Granny smith apple cobbler
Photo by Tam West
Not being a fan of scones, I have always been wary of the scone-like dough that goes on top of cobblers. That was until I used the cobbler dough from The New Basics Cookbook (an oldie but a goodie, Workman 1989) by Julie Rosso and Sheila Lukins.
So that is what I based the following apple cobbler on. It is like an American shortcake or English teacake — a rich, crumbly cake, but not too sweet, baked on a vanilla and cinnamon apple puree.
I used granny smith apples because I wanted them to cook almost to a puree. Handle the dough as little as possible, like scone dough, for a tender result.
- Heat the oven to 200C
- Put the apples, zest, cinnamon stick, vanilla and ¼ cup of the sugar into an ovenproof dish. (I used an oval dish about 28cm by 18cm and 5cm deep.) Mix well and spread into an even layer.
- Put the remaining sugar, flour, salt, baking powder and butter into a bowl or food processor.
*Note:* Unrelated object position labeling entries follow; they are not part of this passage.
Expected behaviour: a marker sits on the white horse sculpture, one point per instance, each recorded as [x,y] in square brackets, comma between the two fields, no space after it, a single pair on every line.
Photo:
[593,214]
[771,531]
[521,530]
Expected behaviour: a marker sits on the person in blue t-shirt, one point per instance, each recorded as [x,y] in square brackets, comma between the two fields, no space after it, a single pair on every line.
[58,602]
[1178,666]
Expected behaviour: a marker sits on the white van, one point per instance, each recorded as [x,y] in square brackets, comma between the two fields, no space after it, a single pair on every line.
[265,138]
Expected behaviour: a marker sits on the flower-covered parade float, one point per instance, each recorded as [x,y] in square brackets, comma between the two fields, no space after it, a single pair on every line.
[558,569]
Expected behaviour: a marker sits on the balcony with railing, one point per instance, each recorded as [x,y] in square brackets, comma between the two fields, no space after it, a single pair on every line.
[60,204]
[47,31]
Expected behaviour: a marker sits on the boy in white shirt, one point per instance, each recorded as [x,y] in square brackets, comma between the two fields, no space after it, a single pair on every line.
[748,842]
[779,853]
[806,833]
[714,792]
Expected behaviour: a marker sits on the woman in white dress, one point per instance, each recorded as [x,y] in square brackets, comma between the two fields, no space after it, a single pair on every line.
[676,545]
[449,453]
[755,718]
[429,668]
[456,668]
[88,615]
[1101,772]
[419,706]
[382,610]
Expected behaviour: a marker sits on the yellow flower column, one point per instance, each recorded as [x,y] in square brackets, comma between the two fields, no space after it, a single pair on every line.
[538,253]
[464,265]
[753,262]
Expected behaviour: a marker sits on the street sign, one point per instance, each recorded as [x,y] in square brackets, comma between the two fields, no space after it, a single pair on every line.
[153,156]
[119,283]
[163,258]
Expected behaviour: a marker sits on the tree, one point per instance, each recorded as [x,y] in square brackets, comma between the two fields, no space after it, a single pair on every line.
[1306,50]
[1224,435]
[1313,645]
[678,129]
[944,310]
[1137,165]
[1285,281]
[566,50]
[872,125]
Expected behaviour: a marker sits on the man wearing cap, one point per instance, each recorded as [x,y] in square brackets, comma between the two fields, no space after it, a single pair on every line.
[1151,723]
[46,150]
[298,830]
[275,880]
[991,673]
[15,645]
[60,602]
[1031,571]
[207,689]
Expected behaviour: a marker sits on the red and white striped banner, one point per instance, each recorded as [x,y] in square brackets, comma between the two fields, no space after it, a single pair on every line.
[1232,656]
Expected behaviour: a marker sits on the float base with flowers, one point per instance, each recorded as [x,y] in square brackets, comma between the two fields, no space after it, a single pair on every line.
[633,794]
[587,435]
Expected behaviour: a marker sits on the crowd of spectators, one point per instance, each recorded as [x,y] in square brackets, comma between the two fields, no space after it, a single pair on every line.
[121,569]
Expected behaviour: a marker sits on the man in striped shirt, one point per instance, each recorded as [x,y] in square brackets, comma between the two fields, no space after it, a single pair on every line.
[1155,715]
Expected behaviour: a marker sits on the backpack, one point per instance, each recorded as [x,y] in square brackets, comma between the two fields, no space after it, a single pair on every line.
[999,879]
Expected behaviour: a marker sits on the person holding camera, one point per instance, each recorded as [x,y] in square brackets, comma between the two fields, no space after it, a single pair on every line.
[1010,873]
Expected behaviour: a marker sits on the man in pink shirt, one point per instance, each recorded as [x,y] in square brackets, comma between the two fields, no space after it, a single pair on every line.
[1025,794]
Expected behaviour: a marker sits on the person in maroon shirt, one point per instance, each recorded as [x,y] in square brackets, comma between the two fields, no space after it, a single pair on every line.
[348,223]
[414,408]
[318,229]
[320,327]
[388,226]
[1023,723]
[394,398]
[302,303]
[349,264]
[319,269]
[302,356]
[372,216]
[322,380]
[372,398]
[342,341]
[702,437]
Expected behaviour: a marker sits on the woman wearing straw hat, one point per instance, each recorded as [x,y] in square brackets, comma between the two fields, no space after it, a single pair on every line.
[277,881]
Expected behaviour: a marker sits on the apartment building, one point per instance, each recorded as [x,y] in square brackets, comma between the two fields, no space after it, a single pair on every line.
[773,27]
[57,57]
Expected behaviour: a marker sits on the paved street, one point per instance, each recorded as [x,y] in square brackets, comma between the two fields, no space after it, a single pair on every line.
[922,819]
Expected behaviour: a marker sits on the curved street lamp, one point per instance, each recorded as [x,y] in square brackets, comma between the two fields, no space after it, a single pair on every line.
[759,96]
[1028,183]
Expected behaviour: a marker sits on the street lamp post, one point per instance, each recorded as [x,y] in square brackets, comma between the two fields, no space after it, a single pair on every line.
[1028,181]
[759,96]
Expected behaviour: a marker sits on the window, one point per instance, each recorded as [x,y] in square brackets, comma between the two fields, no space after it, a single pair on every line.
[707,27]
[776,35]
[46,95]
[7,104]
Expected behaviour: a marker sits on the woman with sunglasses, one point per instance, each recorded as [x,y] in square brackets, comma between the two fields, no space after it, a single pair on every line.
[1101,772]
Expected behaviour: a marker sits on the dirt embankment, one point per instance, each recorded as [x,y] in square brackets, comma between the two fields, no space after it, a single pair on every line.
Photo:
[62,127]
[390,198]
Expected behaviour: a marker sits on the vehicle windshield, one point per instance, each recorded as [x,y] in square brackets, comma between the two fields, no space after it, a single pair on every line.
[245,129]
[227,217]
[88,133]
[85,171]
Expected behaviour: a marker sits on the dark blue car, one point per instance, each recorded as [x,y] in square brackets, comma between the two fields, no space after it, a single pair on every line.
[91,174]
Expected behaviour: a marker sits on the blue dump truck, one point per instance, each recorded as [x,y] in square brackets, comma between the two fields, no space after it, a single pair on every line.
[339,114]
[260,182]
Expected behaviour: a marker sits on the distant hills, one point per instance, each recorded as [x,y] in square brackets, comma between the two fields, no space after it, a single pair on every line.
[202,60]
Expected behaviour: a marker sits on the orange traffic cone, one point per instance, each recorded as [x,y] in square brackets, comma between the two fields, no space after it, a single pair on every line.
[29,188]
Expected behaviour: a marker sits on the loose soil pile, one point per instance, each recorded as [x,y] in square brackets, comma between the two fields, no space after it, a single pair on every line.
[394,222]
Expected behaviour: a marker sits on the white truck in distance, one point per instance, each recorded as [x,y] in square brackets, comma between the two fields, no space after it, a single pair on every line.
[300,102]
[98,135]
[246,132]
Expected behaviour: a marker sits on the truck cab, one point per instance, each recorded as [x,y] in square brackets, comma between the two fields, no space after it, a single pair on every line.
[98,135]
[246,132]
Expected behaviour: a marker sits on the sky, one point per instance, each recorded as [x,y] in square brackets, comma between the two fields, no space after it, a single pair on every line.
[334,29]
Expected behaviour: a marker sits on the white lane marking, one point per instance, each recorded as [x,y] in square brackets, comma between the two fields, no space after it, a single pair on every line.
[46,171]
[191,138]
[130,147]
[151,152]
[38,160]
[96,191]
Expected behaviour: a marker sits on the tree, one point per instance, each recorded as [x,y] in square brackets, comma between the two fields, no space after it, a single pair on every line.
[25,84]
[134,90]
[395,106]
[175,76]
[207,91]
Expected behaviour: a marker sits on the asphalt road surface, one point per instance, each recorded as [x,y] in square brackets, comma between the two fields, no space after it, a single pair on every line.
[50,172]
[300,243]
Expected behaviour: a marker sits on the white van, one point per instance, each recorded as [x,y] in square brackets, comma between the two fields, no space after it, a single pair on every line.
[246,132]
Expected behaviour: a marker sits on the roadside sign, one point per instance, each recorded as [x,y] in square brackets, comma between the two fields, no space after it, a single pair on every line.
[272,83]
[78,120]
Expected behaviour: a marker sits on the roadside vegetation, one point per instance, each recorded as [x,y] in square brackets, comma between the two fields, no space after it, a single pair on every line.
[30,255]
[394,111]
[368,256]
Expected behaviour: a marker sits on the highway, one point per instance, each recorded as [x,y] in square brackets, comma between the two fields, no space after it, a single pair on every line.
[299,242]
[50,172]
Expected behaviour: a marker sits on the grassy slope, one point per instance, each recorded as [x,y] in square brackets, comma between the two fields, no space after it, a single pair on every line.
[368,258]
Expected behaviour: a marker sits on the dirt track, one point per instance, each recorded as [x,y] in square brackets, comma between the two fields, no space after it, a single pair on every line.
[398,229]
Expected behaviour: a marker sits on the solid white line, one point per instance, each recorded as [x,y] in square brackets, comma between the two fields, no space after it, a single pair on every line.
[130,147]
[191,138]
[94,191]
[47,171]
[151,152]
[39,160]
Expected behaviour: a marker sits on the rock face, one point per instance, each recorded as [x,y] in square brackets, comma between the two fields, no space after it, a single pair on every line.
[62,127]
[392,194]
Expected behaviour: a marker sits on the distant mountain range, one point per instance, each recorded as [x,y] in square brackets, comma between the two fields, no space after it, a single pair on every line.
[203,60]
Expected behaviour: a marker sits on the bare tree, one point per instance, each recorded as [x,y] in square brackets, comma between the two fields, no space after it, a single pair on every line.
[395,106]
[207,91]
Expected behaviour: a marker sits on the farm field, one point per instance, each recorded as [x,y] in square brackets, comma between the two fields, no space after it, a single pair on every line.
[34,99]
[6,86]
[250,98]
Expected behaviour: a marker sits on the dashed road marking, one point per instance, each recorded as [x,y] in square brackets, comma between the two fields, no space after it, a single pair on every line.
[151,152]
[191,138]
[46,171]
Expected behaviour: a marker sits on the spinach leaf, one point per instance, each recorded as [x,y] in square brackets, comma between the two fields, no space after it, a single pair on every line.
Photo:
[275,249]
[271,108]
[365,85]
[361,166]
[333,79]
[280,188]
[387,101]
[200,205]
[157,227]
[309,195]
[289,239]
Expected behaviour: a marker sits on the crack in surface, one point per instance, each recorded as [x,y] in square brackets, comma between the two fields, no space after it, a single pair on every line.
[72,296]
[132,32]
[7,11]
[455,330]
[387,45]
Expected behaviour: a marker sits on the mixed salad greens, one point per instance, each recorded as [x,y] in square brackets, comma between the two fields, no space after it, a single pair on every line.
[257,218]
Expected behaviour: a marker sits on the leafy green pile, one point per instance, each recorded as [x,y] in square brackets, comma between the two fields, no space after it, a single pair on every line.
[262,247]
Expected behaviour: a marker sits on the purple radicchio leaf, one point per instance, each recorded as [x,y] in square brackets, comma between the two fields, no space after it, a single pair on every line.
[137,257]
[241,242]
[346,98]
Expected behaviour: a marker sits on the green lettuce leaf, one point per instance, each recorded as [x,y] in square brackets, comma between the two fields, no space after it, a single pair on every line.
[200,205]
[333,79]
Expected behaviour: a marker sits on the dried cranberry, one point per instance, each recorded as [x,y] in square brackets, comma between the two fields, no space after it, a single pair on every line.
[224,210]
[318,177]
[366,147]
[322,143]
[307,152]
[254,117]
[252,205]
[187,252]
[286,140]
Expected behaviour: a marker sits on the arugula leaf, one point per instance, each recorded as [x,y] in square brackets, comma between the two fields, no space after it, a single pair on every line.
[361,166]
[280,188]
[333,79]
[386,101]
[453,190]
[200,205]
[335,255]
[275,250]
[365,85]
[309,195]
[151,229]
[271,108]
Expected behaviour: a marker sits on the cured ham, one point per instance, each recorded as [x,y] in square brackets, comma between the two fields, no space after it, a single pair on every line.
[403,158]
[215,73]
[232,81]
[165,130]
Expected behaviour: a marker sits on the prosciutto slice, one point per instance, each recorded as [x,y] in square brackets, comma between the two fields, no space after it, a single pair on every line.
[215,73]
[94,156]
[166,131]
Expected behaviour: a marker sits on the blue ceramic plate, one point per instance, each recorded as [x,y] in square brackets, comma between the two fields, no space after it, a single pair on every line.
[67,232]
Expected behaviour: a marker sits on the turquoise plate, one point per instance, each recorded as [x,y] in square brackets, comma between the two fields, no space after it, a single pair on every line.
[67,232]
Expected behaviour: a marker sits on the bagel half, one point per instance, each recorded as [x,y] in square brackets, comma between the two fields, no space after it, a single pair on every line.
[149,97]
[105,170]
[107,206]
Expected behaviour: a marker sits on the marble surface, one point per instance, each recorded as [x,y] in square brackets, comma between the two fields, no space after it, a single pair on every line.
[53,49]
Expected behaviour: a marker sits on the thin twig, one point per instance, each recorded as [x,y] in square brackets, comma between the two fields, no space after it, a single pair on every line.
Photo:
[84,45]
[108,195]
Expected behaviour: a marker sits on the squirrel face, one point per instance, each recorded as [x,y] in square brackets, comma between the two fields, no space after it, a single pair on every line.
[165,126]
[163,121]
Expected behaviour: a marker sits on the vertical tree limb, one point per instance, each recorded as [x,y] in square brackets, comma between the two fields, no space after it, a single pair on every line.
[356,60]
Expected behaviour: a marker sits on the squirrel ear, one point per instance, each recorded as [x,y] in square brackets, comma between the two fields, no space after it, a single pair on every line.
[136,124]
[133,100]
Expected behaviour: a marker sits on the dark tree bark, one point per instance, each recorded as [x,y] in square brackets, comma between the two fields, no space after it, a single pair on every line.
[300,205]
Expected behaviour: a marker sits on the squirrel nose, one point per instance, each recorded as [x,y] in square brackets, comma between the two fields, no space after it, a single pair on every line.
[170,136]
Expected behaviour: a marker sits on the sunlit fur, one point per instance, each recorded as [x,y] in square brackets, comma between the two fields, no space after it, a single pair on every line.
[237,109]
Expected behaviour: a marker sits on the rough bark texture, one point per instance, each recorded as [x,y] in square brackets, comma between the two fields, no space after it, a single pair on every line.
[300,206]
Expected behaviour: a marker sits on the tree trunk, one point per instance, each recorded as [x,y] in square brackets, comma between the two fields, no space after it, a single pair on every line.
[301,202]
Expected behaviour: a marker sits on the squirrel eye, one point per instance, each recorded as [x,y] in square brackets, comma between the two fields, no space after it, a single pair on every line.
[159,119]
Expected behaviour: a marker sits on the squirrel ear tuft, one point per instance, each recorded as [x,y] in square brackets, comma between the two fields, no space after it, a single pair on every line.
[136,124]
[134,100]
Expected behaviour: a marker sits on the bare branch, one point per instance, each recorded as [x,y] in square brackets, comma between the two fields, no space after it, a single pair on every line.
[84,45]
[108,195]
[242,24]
If using a bowl, using fingertips massage the butter into the dry ingredients so the mix is like coarse breadcrumbs.
- Stir the egg and milk into the mixture until well combined but don’t beat or the topping will be tough. Alternatively process the flour, salt, baking powder and butter until like coarse breadcrumbs, then stir in the egg and milk.
- Place small spoonfuls of the mixture side by side (like a cobbled effect) to cover the apple mixture. Don’t leave any gaps. Sprinkle with extra sugar, place in the oven and bake 25 minutes.
- Cover and cook a further 20 minutes or until the apples are tender and the top cooked and browned.
- Remove from the oven and serve with whipped cream.